Characteristics of strontium isotopes and their implications in the Qixing Cave of Guizhou,China

The strontium isotopic compositions (⁸⁷Sr/⁸⁶Sr) of samples including soils, bedrock, soil waters, drip waters and their corresponding speleothems in the Qixing Cave (QXC), Guizhou Province, China, were systemically measured and analyzed. The results indicate that there are significant Sr isotopic differences among samples.

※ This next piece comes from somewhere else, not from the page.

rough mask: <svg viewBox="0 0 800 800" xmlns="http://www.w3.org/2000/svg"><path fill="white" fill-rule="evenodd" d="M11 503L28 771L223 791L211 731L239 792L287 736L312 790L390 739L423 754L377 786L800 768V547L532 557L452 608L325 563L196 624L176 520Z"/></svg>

The mean ⁸⁷Sr/⁸⁶Sr ratios in drip water for the samples 1^#, 4^# and 9^# were 0.709568, 0.709139 and 0.708761, respectively, which possibly result from different flow paths, residence times, and other hydrogeological processes in the unsaturated zone overlying QXC. Meanwhile, levels of 40.8%, 57.6% and 72.4% of Sr in drip waters for 1^#, 4^# and 9^#, respectively, were derived from bedrock dissolution, which was calculated by the mixture model of the two end-members (soil and bedrock). There is, however, no positive correlation between the relative proportion from bedrock dissolution (δ ¹³C value is 1.8‰) and drip water δ ¹³C_DIC values. The mean drip water δ ¹³C_DIC value in 1^# is the heaviest (−4.5‰) with the lowest contribution rate of bedrock dissolution, whereas the value in 9^# is the lightest (−9.3‰) with the highest contribution rate of bedrock dissolution. The proportion from host rock dissolution in 4^# is higher than that in 1^# and lower than that in 9^#, while its mean drip water δ ¹³C_DIC value (−8.6‰) is higher than that of 9# and lower than that for 1^#. This suggests that the prior calcite precipitation (PCP) processes in the unsaturated zone overlying the cave are responsible for the δ¹³CDIC value differences between different drip waters, and not bedrock dissolution. Furthermore, this study also demonstrates that the ⁸⁷Sr/⁸⁶Sr ratios of speleothems in the 1^# and 4^# mainly reflect the variation in the relative proportions from the soil system (soil water) and bedrock dissolution overlying the cave. It is, therefore, feasible to use the strontium isotopic signals of speleothems as an indicator for soil chemical weathering intensity, and consequently as a monsoon proxy in the study area.